ローウェンはクルリと向きをかえ、メテオでふきとんだ城壁の方へと歩きだした。
現場の最初の処理をパパッと指示したあと、ローウェンはバカでかい建物のガレキをひらりと乗りこえ、大公国の首都の中へとまっすぐ入っていった。
ギルドのマークをたどり、リヒト大公国の冒険者ギルド支部に到着した。
受付を通して、一番上の階にあるギルドマスターのオフィスのドアを押しあけた。
「事後処理班、ローウェン。ただいま到着しました。これが辞令です」
ローウェンは大きなデスクの上に辞令をコトンと置いた。
デスクの奥に座っていたのは、リヒト大公国ギルドのマスター、レウスだ。
レウスの格好は、外にいるヨロイやローブを着た冒険者たちとはまったくちがっていた。
ピシッとした白いシャツに、シワのないスラックス。首にはギルドのネームプレートまでぶらさげている。

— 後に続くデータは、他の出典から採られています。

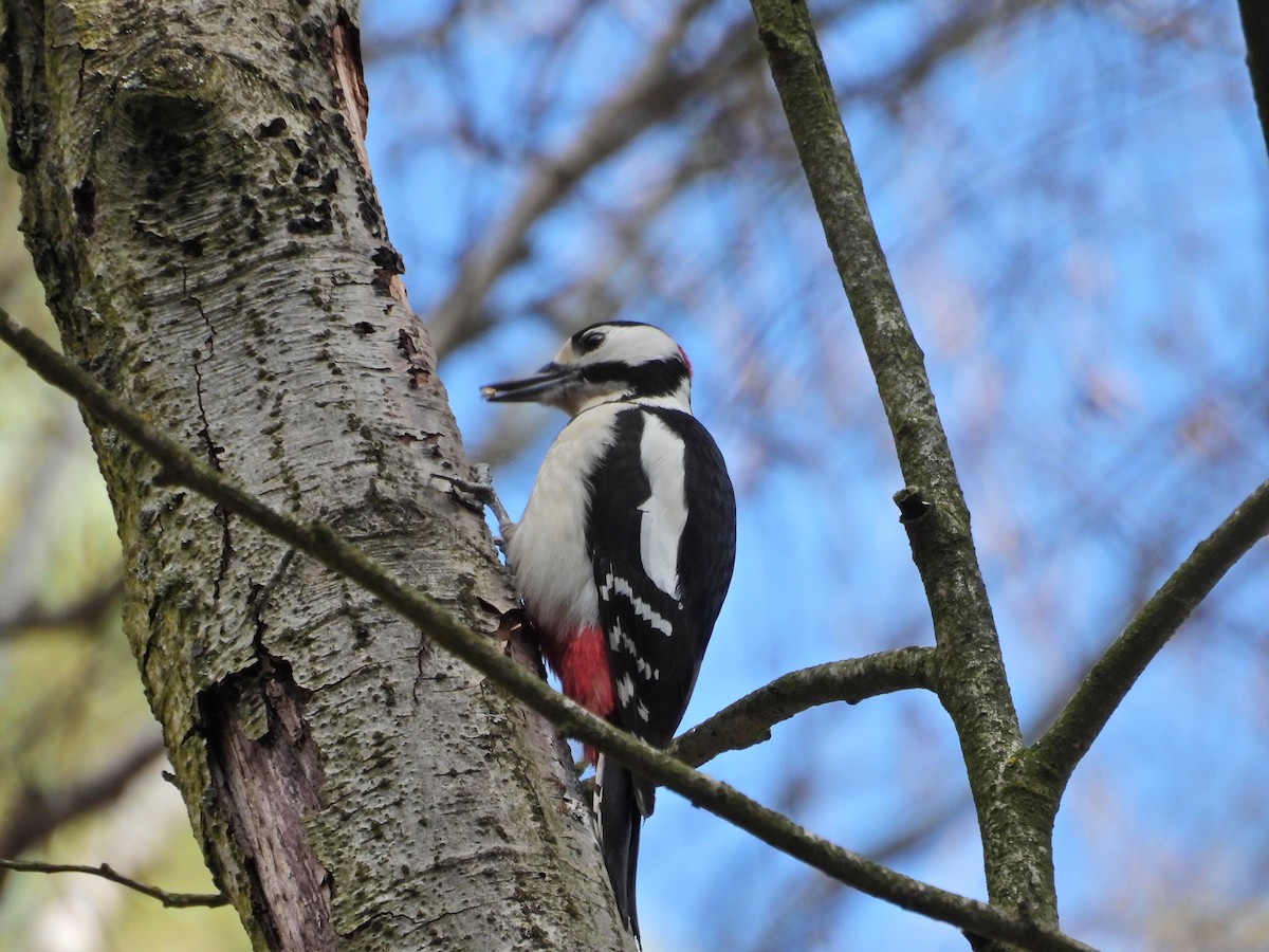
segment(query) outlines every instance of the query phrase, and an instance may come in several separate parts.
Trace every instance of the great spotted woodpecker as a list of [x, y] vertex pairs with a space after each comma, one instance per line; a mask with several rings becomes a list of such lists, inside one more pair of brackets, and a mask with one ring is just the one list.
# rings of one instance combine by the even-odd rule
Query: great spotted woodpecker
[[[519, 524], [503, 527], [508, 562], [565, 694], [657, 746], [683, 718], [736, 551], [731, 480], [690, 387], [667, 334], [612, 321], [574, 334], [534, 376], [482, 388], [572, 418]], [[617, 906], [638, 935], [634, 869], [654, 786], [585, 757]]]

キラキラの銀色の短い髪と、とがった長い耳さえ見なければ、まるでどこかの大商会の敏腕役員だ。
彼はめずらしい純血のエルフだ。
しかも、このリヒト大公国という国が正式にできる前から、ここで冒険者ギルドをつくり、管理してきた男だった。
「やあ、ローウェン。キミに会えて本当によかったよ」
レウスは手に持っていた書類を置き、品のあるやさしいスマイルをうかべた。
「現場の手配はもう終わったかい?」
「すでに処理しました」
ローウェンはイスを引いて座り、単刀直入に本題に切りこんだ。
「で、リヴィのヤローはどこに逃げました?」
その名前を聞いて、レウスは困ったように笑った。
「やっぱりキミは話が早いね。リヴィは今ごろ、大公国の軍隊から逃げるために、エルフの森へ逃げこんだはずだよ。

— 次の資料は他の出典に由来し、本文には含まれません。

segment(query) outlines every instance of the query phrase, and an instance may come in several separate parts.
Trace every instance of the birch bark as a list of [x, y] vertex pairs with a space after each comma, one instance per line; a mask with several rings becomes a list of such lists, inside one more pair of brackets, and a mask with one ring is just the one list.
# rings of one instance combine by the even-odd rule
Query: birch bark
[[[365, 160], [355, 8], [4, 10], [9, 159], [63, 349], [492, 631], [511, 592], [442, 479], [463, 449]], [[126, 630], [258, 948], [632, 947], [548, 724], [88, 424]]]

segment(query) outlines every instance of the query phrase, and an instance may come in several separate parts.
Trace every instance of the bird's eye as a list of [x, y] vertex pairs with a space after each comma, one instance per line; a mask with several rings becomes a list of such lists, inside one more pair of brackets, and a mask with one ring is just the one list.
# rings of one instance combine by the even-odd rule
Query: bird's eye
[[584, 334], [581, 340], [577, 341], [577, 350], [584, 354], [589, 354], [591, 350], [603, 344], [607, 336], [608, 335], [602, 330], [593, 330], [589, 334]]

あんなデカいトラブルを起こしたんだ。一番奥の世界樹の森まで逃げこんでるかもね」
ローウェンは深ーくため息をつき、頭をかかえて苦しそうにつぶやいた。
「ホントにアホか。俺はなんで、あんなヤツをパーティに入れたんだ……」
レウスの笑顔がさらに深くなった。彼はイスの背もたれによりかかり、なつかしそうにイジってきた。

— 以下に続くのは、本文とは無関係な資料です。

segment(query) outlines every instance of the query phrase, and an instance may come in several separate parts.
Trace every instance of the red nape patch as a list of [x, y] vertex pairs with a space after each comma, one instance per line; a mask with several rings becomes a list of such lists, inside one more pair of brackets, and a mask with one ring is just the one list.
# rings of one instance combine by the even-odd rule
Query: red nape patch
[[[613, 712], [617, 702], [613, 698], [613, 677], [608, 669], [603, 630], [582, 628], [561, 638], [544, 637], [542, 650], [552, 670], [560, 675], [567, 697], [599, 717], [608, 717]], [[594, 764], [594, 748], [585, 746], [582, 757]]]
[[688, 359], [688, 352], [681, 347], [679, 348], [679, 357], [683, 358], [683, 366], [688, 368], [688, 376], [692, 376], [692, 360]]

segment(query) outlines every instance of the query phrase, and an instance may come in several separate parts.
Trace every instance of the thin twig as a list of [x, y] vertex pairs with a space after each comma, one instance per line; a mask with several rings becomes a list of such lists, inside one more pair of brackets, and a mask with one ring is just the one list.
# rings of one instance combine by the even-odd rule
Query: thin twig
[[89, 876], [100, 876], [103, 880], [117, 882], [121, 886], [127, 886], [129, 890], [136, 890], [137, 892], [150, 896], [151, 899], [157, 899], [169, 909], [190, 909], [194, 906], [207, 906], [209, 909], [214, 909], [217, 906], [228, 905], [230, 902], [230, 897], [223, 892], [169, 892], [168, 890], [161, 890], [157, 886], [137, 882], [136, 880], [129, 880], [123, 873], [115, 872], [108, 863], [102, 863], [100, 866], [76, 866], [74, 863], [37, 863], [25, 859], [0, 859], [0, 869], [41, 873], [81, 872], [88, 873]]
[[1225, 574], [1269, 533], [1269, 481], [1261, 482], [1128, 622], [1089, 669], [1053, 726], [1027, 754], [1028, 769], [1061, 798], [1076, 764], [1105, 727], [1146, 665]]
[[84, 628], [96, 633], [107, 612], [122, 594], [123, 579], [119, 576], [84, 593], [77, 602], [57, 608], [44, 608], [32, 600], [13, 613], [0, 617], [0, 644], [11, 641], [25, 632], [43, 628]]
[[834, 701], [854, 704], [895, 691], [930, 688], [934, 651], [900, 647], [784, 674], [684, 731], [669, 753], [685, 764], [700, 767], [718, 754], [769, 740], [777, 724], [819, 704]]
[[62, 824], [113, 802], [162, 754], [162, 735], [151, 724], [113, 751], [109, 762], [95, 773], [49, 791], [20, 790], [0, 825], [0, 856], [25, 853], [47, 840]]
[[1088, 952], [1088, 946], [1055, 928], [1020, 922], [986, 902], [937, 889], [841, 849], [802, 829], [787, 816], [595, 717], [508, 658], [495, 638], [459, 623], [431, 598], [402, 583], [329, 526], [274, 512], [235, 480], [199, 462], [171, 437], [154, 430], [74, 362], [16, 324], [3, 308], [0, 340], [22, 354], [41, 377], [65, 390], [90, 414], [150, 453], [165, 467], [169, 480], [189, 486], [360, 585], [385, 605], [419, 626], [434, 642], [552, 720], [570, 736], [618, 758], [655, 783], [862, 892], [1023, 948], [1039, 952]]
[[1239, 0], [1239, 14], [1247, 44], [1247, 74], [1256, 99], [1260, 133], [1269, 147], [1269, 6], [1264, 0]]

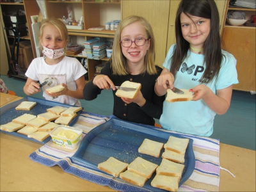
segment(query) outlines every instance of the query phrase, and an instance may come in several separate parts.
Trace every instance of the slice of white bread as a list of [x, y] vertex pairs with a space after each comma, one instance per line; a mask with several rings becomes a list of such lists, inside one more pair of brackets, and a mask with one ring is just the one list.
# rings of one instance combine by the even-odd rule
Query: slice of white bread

「おや? 昔のキミは、『やっと火力を出せる強い魔法使いが入ってくれた』って、あんなにハシャイでた記憶があるんだけどな?」
「黙れ」
ローウェンはその話題を冷たくぶったぎった。
「ハハハ……オーケー、昔の話は終わりにしよう」
レウスは笑顔をひっこめ、デスクの上で両手を組み、マジメな目つきになった。
「本題に入ろう」
レウスはローウェンを見た。
「氷玉竜は、北のメチャクチャ寒い地域に住む魔物だ。フツウなら、こんな人がたくさんいるあたたかい首都になんて、ぜったいに来ない。
今回はただの迷子かな? それとも……何かトクベツな理由があるのか? キミはどう思う?」
ローウェンは背もたれによりかかり、すべてを見すかすようなレウスの銀色の目を見て、今日何回目かもわからないため息をついた。